Nowadays, parents are no longer commanders in the family, but children are. It has become increasingly evident that punishment is missing as a necessary part of teaching children to learn right from wrong. This can be seen in the way parents obey their children, which is as illogical as ''the tail wagging the dog'' when the opposite should be true.
It does not have to be that way because discipline is the natural order of things which obliges children to be in obedience. Strict discipline may represent a symbol of caring to a child. More often than not, the method of punishments works as well as that of rewards. So, there is no such thing as being too tough with a child. Giving advice while putting a child on the right path is the right thing for any parent to do. Anyway, the whole game is about love, considering that kissing parents and scolding parents are love just the same. Accordingly, it must be understood that excessive spoiling can ruin both children and parents alike, meaning that modern people's first part of life would be ruined by their parents and the second part by their children.

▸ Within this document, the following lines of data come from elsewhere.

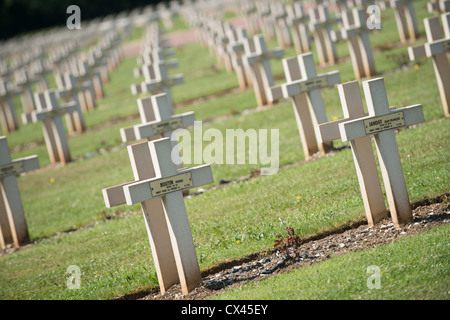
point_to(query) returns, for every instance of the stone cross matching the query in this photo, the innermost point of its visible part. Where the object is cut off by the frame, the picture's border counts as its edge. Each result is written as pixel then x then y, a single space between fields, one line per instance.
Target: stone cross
pixel 87 73
pixel 282 30
pixel 437 47
pixel 75 120
pixel 405 17
pixel 320 26
pixel 85 89
pixel 8 119
pixel 438 6
pixel 261 71
pixel 24 81
pixel 366 167
pixel 13 226
pixel 381 123
pixel 158 187
pixel 236 49
pixel 159 118
pixel 162 83
pixel 356 33
pixel 50 113
pixel 40 71
pixel 305 91
pixel 300 30
pixel 99 63
pixel 150 58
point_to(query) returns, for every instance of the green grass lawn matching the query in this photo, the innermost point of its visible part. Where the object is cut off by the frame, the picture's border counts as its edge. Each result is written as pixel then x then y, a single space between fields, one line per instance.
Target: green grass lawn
pixel 234 220
pixel 412 268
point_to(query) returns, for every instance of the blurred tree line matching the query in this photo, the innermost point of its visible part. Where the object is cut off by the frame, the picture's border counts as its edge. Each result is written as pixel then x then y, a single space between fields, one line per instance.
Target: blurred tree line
pixel 19 16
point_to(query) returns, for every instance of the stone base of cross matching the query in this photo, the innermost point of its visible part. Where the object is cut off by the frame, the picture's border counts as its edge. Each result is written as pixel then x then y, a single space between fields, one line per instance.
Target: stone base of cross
pixel 437 48
pixel 158 188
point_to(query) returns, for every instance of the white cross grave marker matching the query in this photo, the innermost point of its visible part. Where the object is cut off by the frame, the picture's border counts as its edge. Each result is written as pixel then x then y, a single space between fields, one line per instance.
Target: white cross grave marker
pixel 163 122
pixel 75 120
pixel 437 6
pixel 300 30
pixel 358 41
pixel 306 94
pixel 159 190
pixel 381 123
pixel 321 28
pixel 366 167
pixel 261 72
pixel 13 227
pixel 26 84
pixel 8 119
pixel 437 47
pixel 162 83
pixel 50 113
pixel 405 17
pixel 236 49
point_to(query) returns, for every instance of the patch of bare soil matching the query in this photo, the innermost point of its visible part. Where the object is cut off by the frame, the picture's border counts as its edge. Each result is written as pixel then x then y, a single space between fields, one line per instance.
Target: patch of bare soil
pixel 358 236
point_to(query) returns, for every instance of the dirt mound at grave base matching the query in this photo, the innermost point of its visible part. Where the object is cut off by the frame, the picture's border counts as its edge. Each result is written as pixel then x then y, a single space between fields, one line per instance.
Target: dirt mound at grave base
pixel 357 236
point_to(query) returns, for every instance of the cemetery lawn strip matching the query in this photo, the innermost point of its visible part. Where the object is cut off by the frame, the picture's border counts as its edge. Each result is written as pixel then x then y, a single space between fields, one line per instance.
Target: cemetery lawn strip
pixel 413 267
pixel 223 221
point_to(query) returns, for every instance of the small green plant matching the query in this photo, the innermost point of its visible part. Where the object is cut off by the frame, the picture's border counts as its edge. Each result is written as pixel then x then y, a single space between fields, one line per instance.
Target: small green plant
pixel 288 242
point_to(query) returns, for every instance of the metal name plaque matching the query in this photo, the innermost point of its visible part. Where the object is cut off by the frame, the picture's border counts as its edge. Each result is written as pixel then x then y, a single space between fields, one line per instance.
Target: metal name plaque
pixel 446 46
pixel 386 122
pixel 10 169
pixel 316 83
pixel 174 183
pixel 167 125
pixel 57 112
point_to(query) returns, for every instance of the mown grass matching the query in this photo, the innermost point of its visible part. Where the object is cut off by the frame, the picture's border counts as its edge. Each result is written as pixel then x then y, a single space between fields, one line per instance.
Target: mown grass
pixel 235 220
pixel 412 268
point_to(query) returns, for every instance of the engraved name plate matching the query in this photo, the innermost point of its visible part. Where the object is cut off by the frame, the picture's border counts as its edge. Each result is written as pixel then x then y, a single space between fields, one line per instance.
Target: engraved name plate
pixel 386 122
pixel 170 184
pixel 12 168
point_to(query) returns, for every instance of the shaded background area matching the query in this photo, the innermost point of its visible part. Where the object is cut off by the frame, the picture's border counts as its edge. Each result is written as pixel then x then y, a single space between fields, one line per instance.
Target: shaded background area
pixel 20 16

Following this logic, it behooves parents to exercise strict discipline in the family, considering that filial piety is often the fruit of the practice of strict discipline during childhood. The old common sense should still stand to reason that from strict discipline come good sons and daughters. Sadly, most children spoiled by their parents today are likely to spoil their own children tomorrow. In fact, besides school teachers, fathers and mothers by setting examples have decisive influence on their offsprings' behaviors. The good news is that some children keep following good examples at home--seeing, hearing, imitating, even learning to smile from their parents.
In conclusion, allowing children to dominate their parents is also like ''putting the cart before the horse,'' so to speak. The conventional wisdom--"spare the rod and spoil the child"--must be applied when teaching children to judge right from wrong. Children used to obey their parents. But that was then and it is now.